Most hospitals do have policies regarding loaded guns in ther facility. If this policy is ignored, or the facility isn't diligent about following the policy they are liable for any damages that may occour to staff, visitors or pts.
kadokin, ASN, RN
Tasers are good. Leaves those who are out of control incapacitated for a short term without any long term side effects.Most hospitals do have policies regarding loaded guns in ther facility. If this policy is ignored, or the facility isn't diligent about following the policy they are liable for any damages that may occour to staff, visitors or pts.

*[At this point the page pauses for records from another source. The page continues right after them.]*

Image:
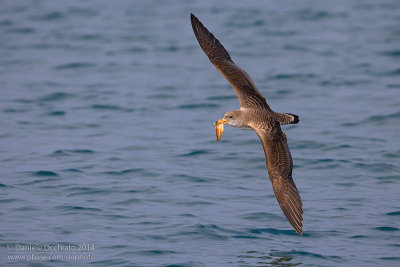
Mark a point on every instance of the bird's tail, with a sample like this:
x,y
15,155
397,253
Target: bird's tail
x,y
286,118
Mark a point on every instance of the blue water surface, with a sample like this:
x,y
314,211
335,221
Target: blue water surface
x,y
107,136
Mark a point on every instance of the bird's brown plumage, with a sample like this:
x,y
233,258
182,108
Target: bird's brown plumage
x,y
264,121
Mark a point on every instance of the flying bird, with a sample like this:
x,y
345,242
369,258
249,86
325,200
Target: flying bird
x,y
255,114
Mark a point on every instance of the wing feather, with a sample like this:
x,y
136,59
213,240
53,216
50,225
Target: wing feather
x,y
245,89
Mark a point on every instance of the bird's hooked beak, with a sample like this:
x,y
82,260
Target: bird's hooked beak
x,y
219,127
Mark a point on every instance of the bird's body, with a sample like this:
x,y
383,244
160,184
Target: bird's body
x,y
255,114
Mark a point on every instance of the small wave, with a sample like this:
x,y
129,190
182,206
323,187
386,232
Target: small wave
x,y
305,253
393,213
195,153
74,65
56,113
274,231
156,252
110,107
22,30
392,53
68,152
51,16
198,106
44,173
222,97
75,208
55,97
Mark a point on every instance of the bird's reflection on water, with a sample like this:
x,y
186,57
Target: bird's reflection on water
x,y
273,258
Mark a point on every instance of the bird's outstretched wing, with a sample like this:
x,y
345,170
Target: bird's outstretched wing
x,y
245,89
280,165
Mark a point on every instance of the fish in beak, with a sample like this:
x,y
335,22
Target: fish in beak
x,y
219,127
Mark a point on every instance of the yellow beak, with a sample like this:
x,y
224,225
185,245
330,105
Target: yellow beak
x,y
219,127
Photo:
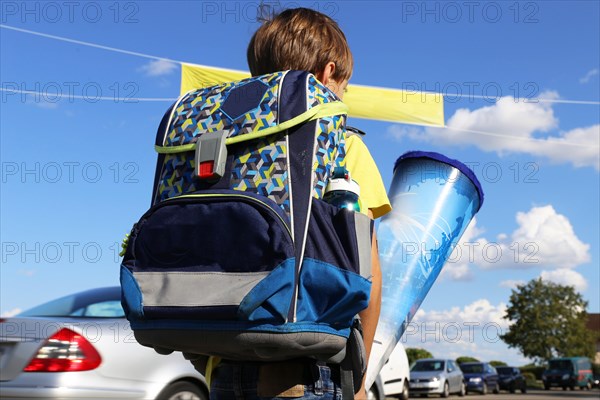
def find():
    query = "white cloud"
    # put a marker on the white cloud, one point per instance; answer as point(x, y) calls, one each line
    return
point(553, 236)
point(473, 330)
point(11, 313)
point(158, 68)
point(587, 77)
point(511, 284)
point(480, 311)
point(566, 277)
point(512, 126)
point(543, 238)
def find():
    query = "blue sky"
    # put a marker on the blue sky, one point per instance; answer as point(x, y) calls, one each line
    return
point(76, 172)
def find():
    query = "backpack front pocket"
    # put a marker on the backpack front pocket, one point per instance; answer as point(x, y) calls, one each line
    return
point(198, 256)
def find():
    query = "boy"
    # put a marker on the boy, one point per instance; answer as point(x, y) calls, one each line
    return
point(304, 39)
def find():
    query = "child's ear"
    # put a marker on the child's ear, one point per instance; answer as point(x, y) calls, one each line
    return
point(325, 75)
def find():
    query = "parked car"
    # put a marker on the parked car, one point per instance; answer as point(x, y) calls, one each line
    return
point(435, 376)
point(395, 374)
point(81, 346)
point(480, 377)
point(511, 379)
point(568, 372)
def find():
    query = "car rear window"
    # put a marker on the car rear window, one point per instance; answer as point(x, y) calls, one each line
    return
point(472, 368)
point(77, 306)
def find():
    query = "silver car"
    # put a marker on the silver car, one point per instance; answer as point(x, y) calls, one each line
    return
point(81, 346)
point(436, 376)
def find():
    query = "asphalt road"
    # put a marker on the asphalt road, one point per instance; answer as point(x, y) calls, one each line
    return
point(534, 395)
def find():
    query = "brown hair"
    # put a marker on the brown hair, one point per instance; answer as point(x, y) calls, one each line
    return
point(301, 39)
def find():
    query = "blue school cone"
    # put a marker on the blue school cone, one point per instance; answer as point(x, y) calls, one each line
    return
point(434, 199)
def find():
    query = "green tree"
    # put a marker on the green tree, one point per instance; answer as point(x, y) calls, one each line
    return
point(548, 320)
point(496, 363)
point(415, 354)
point(463, 359)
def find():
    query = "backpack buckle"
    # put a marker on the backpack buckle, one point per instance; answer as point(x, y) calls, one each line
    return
point(211, 155)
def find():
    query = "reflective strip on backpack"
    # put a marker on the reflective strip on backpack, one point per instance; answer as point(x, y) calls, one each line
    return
point(196, 289)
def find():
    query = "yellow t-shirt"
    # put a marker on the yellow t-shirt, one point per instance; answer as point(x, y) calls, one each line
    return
point(364, 171)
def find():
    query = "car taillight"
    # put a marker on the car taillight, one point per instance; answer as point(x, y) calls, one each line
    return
point(65, 351)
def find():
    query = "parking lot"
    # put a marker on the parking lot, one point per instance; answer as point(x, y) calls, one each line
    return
point(535, 395)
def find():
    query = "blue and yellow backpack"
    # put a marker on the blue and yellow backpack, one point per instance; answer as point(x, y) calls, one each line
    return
point(239, 256)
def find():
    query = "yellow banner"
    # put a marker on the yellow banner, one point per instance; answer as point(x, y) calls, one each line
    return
point(382, 104)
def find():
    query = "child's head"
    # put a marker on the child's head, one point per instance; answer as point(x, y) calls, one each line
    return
point(302, 39)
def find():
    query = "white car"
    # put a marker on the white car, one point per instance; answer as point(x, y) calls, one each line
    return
point(395, 374)
point(81, 346)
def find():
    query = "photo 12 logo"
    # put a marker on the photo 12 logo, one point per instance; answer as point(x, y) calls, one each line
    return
point(53, 252)
point(52, 12)
point(69, 172)
point(53, 92)
point(250, 11)
point(453, 12)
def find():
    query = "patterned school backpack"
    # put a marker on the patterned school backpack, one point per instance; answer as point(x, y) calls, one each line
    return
point(239, 256)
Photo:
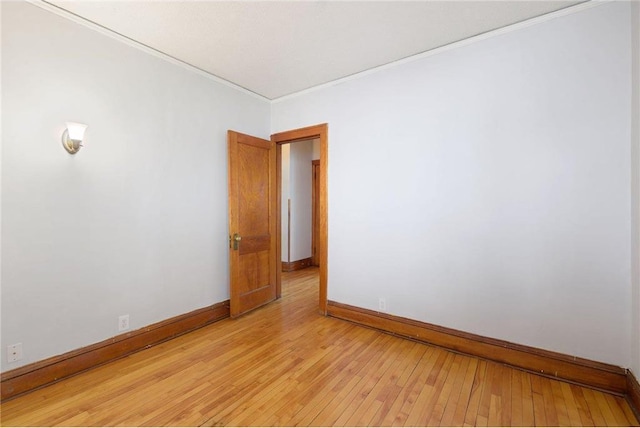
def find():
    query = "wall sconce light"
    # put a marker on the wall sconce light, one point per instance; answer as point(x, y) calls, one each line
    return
point(72, 137)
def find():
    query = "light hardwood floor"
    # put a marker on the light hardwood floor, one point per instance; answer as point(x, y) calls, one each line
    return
point(284, 364)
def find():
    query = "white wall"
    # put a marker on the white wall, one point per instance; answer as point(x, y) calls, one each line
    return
point(296, 185)
point(136, 222)
point(300, 185)
point(284, 200)
point(635, 192)
point(487, 188)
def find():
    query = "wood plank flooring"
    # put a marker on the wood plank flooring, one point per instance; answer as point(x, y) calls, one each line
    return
point(285, 364)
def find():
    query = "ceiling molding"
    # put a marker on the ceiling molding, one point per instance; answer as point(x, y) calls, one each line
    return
point(44, 4)
point(133, 43)
point(451, 46)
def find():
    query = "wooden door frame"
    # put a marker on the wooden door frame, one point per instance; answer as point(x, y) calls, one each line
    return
point(315, 218)
point(311, 132)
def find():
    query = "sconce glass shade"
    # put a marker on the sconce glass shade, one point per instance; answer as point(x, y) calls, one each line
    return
point(72, 136)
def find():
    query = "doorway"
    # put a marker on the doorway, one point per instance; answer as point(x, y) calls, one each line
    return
point(319, 132)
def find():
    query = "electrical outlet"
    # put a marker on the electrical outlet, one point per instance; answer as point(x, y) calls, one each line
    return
point(14, 352)
point(123, 322)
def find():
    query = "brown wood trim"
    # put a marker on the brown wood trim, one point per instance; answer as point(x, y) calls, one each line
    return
point(633, 393)
point(297, 265)
point(322, 132)
point(278, 199)
point(594, 374)
point(42, 373)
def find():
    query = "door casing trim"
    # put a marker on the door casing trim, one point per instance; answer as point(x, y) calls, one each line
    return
point(311, 132)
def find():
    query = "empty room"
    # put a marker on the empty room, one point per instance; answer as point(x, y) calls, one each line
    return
point(320, 213)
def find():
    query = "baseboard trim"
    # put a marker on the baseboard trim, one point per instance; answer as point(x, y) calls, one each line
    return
point(594, 374)
point(36, 375)
point(297, 265)
point(633, 394)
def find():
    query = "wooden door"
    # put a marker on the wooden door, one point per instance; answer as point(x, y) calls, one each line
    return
point(252, 222)
point(315, 212)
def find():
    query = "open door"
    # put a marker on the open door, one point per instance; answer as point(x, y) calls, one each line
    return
point(252, 222)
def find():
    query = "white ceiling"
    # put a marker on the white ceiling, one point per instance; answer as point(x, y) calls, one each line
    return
point(275, 48)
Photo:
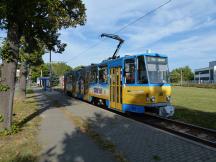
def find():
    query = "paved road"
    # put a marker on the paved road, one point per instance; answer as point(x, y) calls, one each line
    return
point(62, 142)
point(138, 142)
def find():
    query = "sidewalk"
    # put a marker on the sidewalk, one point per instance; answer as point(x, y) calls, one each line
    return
point(137, 142)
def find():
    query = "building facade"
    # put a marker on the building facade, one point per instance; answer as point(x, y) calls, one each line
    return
point(207, 74)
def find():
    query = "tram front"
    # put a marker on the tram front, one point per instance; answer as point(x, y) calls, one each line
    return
point(146, 85)
point(159, 96)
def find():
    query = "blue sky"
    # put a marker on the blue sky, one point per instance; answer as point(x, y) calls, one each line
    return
point(185, 30)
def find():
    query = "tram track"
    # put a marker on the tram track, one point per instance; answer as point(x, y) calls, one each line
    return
point(195, 133)
point(189, 131)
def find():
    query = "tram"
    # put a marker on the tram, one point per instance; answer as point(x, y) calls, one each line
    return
point(136, 83)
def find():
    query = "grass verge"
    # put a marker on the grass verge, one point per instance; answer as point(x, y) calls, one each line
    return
point(21, 146)
point(195, 105)
point(101, 141)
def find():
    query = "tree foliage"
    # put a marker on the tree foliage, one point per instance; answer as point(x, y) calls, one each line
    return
point(187, 74)
point(35, 20)
point(60, 68)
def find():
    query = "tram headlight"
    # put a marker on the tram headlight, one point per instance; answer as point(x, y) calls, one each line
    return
point(152, 98)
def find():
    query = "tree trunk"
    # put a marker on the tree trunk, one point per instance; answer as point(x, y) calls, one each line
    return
point(22, 80)
point(9, 76)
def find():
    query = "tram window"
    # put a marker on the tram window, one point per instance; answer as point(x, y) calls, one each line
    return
point(94, 74)
point(103, 74)
point(130, 71)
point(142, 75)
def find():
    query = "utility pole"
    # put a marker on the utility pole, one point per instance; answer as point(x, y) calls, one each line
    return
point(199, 77)
point(50, 71)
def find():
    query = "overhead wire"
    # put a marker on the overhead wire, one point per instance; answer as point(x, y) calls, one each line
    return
point(121, 29)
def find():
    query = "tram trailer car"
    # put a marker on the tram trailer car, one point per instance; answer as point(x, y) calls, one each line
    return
point(135, 83)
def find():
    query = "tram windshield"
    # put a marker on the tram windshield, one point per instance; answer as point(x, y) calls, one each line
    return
point(157, 68)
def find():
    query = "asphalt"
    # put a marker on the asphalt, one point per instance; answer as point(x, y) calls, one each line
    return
point(62, 141)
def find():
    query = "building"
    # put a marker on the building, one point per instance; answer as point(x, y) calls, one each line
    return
point(207, 74)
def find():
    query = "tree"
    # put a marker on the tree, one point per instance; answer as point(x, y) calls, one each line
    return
point(28, 57)
point(35, 20)
point(187, 74)
point(60, 68)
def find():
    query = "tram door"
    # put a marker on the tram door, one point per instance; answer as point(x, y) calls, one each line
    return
point(115, 88)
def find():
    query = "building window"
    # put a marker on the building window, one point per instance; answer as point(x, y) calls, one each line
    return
point(130, 71)
point(142, 74)
point(103, 74)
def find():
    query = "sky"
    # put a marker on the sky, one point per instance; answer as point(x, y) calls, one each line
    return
point(184, 30)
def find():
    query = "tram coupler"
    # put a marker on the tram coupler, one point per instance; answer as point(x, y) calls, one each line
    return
point(166, 111)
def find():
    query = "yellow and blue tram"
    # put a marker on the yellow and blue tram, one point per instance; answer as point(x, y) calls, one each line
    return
point(135, 83)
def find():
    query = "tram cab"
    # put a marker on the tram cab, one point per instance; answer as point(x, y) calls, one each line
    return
point(141, 84)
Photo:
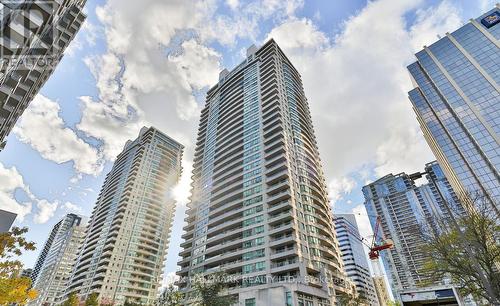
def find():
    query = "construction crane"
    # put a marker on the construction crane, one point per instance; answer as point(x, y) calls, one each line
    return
point(375, 246)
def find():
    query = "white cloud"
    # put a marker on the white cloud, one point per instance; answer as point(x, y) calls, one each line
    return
point(357, 86)
point(338, 188)
point(432, 22)
point(44, 130)
point(46, 210)
point(11, 181)
point(233, 4)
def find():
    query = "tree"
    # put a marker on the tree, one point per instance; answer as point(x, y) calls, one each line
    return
point(466, 247)
point(72, 300)
point(170, 297)
point(208, 290)
point(92, 300)
point(13, 287)
point(352, 300)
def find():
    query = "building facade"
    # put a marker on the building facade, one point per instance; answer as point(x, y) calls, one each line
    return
point(259, 209)
point(354, 256)
point(55, 266)
point(34, 35)
point(122, 257)
point(457, 102)
point(7, 218)
point(403, 208)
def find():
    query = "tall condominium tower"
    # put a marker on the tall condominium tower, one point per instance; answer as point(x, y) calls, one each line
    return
point(457, 102)
point(33, 37)
point(127, 237)
point(6, 220)
point(54, 266)
point(354, 256)
point(403, 207)
point(259, 209)
point(383, 297)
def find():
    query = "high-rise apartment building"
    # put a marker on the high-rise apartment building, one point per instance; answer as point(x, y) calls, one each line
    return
point(354, 256)
point(403, 207)
point(383, 297)
point(54, 266)
point(123, 254)
point(33, 37)
point(259, 209)
point(457, 102)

We USED to have a policy against p.o.'s having guns inside the hospital (especially psych). That policy is no more and it is scary...Often wish we had metal detectors at our doors. Ah well, wishful thinking, I wonder how much a metal detector costs these days. Wish I held a patent for a good one.:roll
Thunderwolf, MSN, RN
We have a locked box outside of our unit and no one is permitted to carry weapons inside.I really can't imagine doing it any other way because of the potential for just the kind of circumstances you described. I'm so sorry to hear about it.
I echo this.
I think that the decision to not bring a weapon into any facility rests with the police officer involved. He/she is the person responsible. Most likely the policy of the police department, not that of the facility, is the determining factor. Ingeneral terms it would be irresponsible for a police officer to disarm before entering a potentially dangerous situation.